SW : Trotsky a dit un jour que les révolutions ne sont pas uniquement la folle inspiration de l’histoire, mais qu’elles sont aussi un combat pour rallier l’armée, et que le camp qui obtient le soutien de l’armée s’assure la victoire. Des garnisons entières soutenaient les bolcheviks, mais la révolution fut plutôt sans heurts.

TA : Totalement. Il y a eu très peu de victimes. Le film d’Eisenstein, Octobre, a exagéré l’affaire. Il a eu l’impression qu’il devait en faire un film, mais il s’agissait en vérité d’une affaire relativement calme. Les rues étaient pleines de joie.

SW : Quel est l’héritage de la révolution ?

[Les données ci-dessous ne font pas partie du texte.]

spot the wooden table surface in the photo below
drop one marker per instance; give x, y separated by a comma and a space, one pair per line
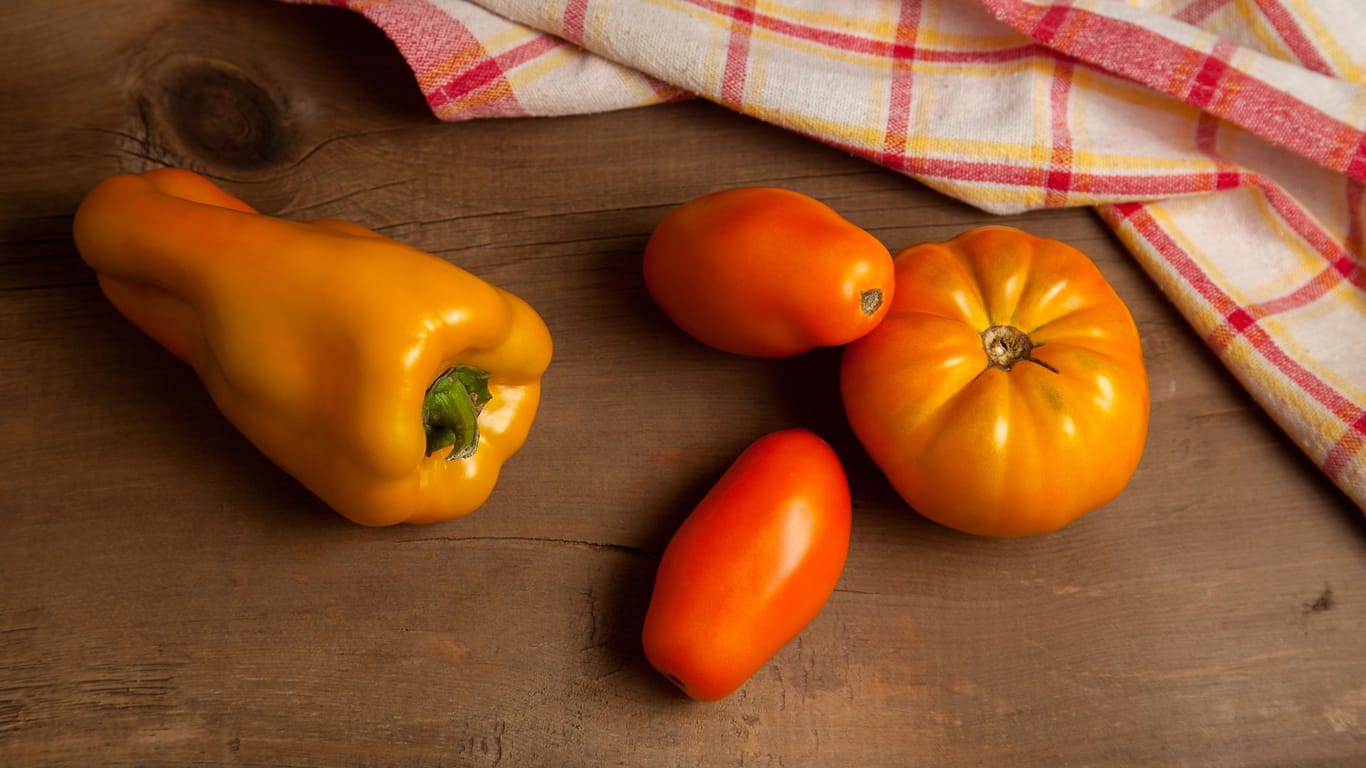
171, 597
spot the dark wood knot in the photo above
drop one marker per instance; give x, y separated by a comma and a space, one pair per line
219, 114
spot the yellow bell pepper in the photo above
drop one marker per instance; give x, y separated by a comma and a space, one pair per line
388, 381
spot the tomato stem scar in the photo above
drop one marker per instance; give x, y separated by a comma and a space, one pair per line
870, 301
1006, 346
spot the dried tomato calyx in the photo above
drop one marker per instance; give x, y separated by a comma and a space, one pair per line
1006, 346
870, 301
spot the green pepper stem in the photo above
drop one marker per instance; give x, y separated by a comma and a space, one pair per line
451, 410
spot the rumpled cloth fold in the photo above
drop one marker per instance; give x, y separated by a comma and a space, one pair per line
1223, 141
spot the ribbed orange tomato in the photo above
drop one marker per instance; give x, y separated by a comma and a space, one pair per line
1004, 394
751, 566
767, 272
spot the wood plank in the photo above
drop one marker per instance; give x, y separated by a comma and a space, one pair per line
172, 597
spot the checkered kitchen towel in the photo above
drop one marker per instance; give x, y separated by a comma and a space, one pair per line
1224, 141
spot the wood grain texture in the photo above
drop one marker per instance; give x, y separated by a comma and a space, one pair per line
174, 599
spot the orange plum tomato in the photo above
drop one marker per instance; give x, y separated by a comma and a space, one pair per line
751, 565
767, 272
1004, 394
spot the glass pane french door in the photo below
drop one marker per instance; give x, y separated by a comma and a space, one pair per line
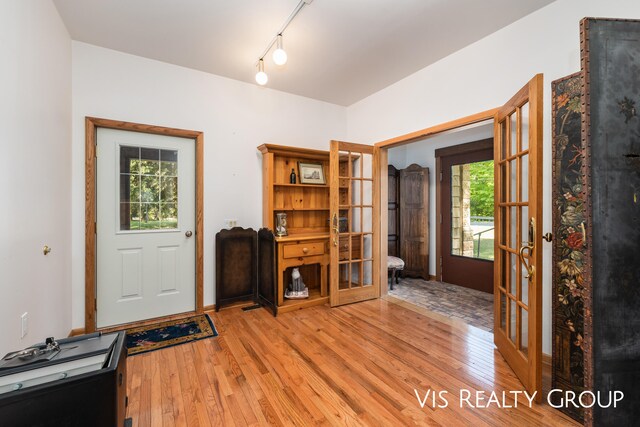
353, 223
518, 255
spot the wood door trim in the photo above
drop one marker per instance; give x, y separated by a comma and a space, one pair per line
466, 148
91, 126
439, 128
469, 147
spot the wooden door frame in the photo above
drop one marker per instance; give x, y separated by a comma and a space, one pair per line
465, 148
384, 146
91, 126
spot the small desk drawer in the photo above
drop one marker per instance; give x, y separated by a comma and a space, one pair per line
303, 249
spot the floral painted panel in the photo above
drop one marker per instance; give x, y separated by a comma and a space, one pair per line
569, 249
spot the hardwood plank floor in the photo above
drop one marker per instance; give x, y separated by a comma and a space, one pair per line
356, 365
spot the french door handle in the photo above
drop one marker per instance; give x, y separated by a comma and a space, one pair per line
530, 268
336, 228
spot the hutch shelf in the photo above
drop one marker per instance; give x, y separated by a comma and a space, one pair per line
306, 244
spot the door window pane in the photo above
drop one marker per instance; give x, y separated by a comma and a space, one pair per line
148, 188
472, 216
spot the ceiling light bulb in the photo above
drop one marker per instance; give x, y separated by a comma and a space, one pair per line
261, 76
279, 55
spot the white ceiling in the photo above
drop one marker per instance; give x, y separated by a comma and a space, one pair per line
340, 51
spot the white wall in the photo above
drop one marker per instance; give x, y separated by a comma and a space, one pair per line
35, 179
484, 75
235, 117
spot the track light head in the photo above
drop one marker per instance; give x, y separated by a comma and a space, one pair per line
261, 76
279, 55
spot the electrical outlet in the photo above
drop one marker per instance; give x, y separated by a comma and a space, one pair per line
230, 223
25, 324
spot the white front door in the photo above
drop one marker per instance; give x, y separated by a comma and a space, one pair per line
145, 221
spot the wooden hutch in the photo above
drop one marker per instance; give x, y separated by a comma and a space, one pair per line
307, 207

TA : Le socialisme et la démocratie. C’était une révolution socialiste arrivée en avance, isolée en Europe par les massacres en Allemagne des meneurs de la classe ouvrière, Rosa Luxembourg, Karl Liebnecht, etc. Tous les bolcheviks étaient d’accord sur le fait que, s’ils étaient isolés, ils rencontreraient de grandes difficultés. Bien évidemment, il y en a eu, des difficultés – à la fois avec des puissances intérieures et extérieures, et avec la montée du fascisme en Allemagne.

Si la révolution avait eu lieu en Allemagne, dans les années 1920, toute l’histoire de l’Europe en aurait été changée.

Traduit par Niels Laloë.

Cet entretien est paru initialement en anglais sur Jacobin.

[1] Une des cinq gares de Saint-Pétersbourg, par laquelle Lénine rentra de son exil en avril 1917.